4. 未知の高さに吊り上げる

c) タワークレーンにも制振装置

東京スカイツリーの塔体には、揺れを抑えて塔体にかかる力を低減するために、「頂部制振装置」「心柱(しんばしら)」という2つの制振装置が設計されています。
一方、工事期間中のタワークレーンにも、塔体の最上部に設置しているときは「制振ダンパー」が取り付けられています。油の粘性を利用して、衝撃を和らげる装置です。

1 タワークレーンの最上段に「制振ダンパー」を設置

第1展望台の屋上に設置されている4基のタワークレーンのうち、鉄骨建て方用の2基は、自立できる高さを超えてからは「ステー」と呼ばれるつなぎ梁で塔体と緊結しています。ただ、地震などで塔体が揺れるとタワークレーンも大きく揺れてしまいます。
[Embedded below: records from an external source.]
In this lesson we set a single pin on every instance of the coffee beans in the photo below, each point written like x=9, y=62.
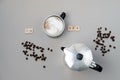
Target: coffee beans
x=102, y=38
x=30, y=51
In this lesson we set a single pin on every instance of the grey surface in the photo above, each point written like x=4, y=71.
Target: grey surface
x=16, y=15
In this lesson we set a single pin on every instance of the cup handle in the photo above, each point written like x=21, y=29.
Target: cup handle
x=63, y=15
x=95, y=66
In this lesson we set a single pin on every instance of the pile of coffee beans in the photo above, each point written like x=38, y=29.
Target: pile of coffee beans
x=103, y=35
x=30, y=51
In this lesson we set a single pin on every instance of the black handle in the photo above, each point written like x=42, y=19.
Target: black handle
x=63, y=15
x=97, y=68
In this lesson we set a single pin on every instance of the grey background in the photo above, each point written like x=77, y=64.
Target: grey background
x=16, y=15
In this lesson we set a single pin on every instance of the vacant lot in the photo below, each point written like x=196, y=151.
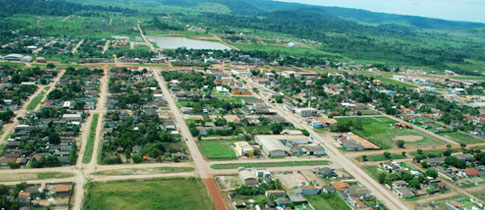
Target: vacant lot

その揺れを吸収するのが、タワークレーンの最上段に設置された「制振ダンパー」です。

2 制振ダンパーで安全性を向上

未知の高さにおける安全対策については、タワー塔体とタワークレーンをモデル化した連成解析モデルで検討し、マストの強度アップなどの補強を施しました。
制振ダンパーは、地震や強風による最上部での揺れに備え、さらなる安全確保をめざして検討したものです。

制振ダンパーの効果の検証

制振ダンパーを設置することで、タワークレーンの揺れは、揺れの方向によって3分の1から3分の2程度に低減できることが確認できました。

未知の高さにおける工事では、通常の安全対策に加えて特別仕様の対策を施しています。仮設のクレーンに制振ダンパーを取り付けることは珍しく、これも特別仕様の一つです。事前に解析や検討を重ねたうえで実用化し、さらなる安全性の向上に努めています。